Sunday, February 28, 2010

Detox Feels Good

I haven't written a post since Feb. 8 - just been busy. Today I'm feeling a little sick - yesterday I had some sort of flu. Since I started conciously detoxing - I've been very focused on what I put in and out of my body. Alchohol feels toxic to me. I can only manage about a half a glass of wine and that seems to be more than enough.

I'm doing more routine exercise each day and seeing results. 50 ballet plies, 50 plus squats, and at least 50 situps per day. I need to work on a routine for my arms and upper body. The latter were mainly to shape my lower extremities and flatten my tummy.
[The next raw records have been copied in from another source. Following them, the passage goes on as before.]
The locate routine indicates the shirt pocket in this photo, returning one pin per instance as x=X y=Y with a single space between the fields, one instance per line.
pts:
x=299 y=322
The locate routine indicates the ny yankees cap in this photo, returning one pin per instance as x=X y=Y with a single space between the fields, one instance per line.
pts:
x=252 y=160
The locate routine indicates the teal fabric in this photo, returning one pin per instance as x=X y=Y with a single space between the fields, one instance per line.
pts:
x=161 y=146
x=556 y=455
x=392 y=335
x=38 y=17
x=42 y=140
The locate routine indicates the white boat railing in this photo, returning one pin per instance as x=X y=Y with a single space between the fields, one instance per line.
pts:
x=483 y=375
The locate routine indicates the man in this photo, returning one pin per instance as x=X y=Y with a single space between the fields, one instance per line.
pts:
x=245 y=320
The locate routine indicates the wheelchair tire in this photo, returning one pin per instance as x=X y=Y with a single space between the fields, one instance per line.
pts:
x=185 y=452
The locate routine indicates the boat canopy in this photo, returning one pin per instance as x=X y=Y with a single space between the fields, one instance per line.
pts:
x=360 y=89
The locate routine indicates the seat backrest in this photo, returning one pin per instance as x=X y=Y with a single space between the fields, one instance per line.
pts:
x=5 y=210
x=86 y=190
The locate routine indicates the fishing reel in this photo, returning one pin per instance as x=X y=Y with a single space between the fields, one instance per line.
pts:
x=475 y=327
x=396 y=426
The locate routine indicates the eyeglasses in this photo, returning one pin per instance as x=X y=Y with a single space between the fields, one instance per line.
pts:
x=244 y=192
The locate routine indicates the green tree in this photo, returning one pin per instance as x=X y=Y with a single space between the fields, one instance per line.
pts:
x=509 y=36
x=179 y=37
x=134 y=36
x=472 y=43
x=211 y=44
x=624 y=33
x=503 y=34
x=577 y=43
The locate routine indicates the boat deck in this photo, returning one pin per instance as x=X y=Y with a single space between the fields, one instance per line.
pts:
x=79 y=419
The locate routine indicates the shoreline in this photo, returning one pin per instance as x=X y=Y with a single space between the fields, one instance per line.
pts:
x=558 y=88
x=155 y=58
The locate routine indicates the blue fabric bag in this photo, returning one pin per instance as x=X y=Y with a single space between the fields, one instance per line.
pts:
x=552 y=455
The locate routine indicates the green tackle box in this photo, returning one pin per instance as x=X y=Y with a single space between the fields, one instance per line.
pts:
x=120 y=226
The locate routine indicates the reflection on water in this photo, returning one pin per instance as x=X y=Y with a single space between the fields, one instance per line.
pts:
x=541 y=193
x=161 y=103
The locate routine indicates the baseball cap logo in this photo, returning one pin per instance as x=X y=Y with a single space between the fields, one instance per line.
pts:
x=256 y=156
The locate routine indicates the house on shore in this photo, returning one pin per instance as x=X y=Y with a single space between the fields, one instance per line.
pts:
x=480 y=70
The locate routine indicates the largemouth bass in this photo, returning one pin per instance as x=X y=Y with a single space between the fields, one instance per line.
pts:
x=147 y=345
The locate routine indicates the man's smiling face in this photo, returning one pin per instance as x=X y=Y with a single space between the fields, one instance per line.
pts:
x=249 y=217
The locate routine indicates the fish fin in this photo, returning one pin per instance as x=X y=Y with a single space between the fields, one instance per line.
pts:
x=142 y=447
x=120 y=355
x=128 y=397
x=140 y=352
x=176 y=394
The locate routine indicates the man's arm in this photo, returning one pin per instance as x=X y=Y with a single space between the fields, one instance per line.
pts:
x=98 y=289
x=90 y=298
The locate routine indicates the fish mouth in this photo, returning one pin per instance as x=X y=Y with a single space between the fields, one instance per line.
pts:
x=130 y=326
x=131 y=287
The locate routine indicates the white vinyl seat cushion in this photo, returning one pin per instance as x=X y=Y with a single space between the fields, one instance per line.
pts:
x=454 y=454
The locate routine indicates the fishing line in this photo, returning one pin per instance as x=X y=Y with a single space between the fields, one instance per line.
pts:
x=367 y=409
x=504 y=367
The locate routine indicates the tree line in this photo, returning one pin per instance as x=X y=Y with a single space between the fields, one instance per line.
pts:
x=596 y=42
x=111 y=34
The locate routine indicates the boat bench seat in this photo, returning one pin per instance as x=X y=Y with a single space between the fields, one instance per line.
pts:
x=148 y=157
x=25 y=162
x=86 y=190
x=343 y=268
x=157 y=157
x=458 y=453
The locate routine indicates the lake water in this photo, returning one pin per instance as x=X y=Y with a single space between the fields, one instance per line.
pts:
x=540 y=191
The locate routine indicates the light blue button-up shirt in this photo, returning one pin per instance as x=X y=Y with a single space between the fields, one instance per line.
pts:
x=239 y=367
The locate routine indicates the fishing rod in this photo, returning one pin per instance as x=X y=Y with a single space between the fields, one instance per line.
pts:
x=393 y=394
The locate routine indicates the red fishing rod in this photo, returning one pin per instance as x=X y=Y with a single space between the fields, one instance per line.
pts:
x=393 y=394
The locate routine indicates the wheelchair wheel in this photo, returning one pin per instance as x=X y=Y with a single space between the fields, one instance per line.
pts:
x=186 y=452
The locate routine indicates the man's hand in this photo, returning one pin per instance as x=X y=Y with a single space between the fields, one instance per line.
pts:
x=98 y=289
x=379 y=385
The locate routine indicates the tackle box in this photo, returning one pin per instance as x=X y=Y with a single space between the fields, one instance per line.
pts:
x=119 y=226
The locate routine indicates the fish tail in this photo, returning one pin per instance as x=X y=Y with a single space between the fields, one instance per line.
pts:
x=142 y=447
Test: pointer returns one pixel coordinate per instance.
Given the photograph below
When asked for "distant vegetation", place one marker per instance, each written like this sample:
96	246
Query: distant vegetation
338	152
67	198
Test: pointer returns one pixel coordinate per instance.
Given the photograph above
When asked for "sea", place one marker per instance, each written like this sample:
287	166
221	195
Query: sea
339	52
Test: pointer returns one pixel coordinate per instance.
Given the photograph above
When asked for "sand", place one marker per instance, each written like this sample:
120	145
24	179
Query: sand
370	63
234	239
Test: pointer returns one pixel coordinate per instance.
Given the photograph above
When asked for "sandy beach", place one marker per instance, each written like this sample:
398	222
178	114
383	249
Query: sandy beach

Its working. I'm realizing that the older you get, the less muscle tone you have, and also after having children there is really a long, long road to getting back from it. So, I'm committing to the long and permanent road of staying in shape in old age - which isn't easy.

My dad is 79 and he swims and lifts weights three times a week. He looks great. He is still working. He's a good role model for me. That's it for today. Concious detox works.

Monday, February 8, 2010

Not an Easy Day

Today was not an easy day. When you become self-aware, it's harder to ignore things. Today my husband went around my back and did something and I became very angry about it. It's not something I feel like going into - but he trapped me into a situation that I cannot get out of. And he's leaving out our littlest daughter and bringing our older daughter instead. I'm furious. I can't ignore it either.

Too many other crises to even talk about. Just happy to still be taking care of my body. Gotta take care of my soul a teeny bit better tho.

Sunday, February 7, 2010

Wondering What to Do Now

So...you try to get healthy. Okay, drink water, check. Try not to drink too much. Check. No wheat. Check. Minimize dairy. Check. And...try to be self-aware? Try to be aware of your diet. Your food intake. Your water intake. Losing weight or gaining weight? Feeling bloated? Do I feel like myself today? Am I being genuine? my authentic self? I find that hard to answer sometimes. I wonder at times during the day, who I am...who people think I am. I ignore it most of the time because that type of thinking has become debilitating.

But....now what? Now that I've completely cleaned my car...organized my cabinets (not all of them...but you get the point...stopped eating toxic foods....I am found that, eerily, I'm left with my own self and my own thoughts, my own self esteem...and really, the what now question.

Now that I'm actually taking care of myself, I see that NOT taking care of yourself is a way to mask -- from yourself -- your true feelings, your true motives, the world around you, what is and isn't happening in your life, your relationships, and so on.

More and more, I am thinking that NOT taking care of yourself is some sort of crutch.

Tuesday, February 2, 2010

Managing Diet - Managing Your Day

A couple of things. First, I have to say that cutting out - and mostly staying away from wheat 99% of the time has literally cured all of my digestive ills, and most of my aches and pains. According to Food Allergy Solutions (http://www.foodallergysolutions.com/food-allergy-news0403.html) allergies have been linked to chronic inflammation of joints and hence, chronic arthritis.

Also if you take NSAIDS or even aspirin to treate your conditions, you actually can do damage of the long term. First, you can increase your blood pressure from NSAIDS. See the studies in the link above. Second you can cause intestinal damage...also in the link above. At the bottom of the article is a whole host of studies relating arthritis to chronic inflammation.

As a former chronic user of Ibuprofin - I am thanking goodness that I discovered this wheat allergy. My god. I hate to admit it but I was taking anywhere from 4 to 10 NSAIDS a day thinking - oh, there is no harm in this. Well...that was over the last 15 years. That's kind of frightening. But, I'll move on and not think about it. It does more harm to worry than good. Never trouble trouble till trouble troubles you - the old adage.

Suffice it to say that if you have a food allergy or food sensitivity, staying away from that food will do alot more good over the long term than you may realize. The effects of not having to deal with pain and inflammation, every day, are amazing. Talk about feeling good!!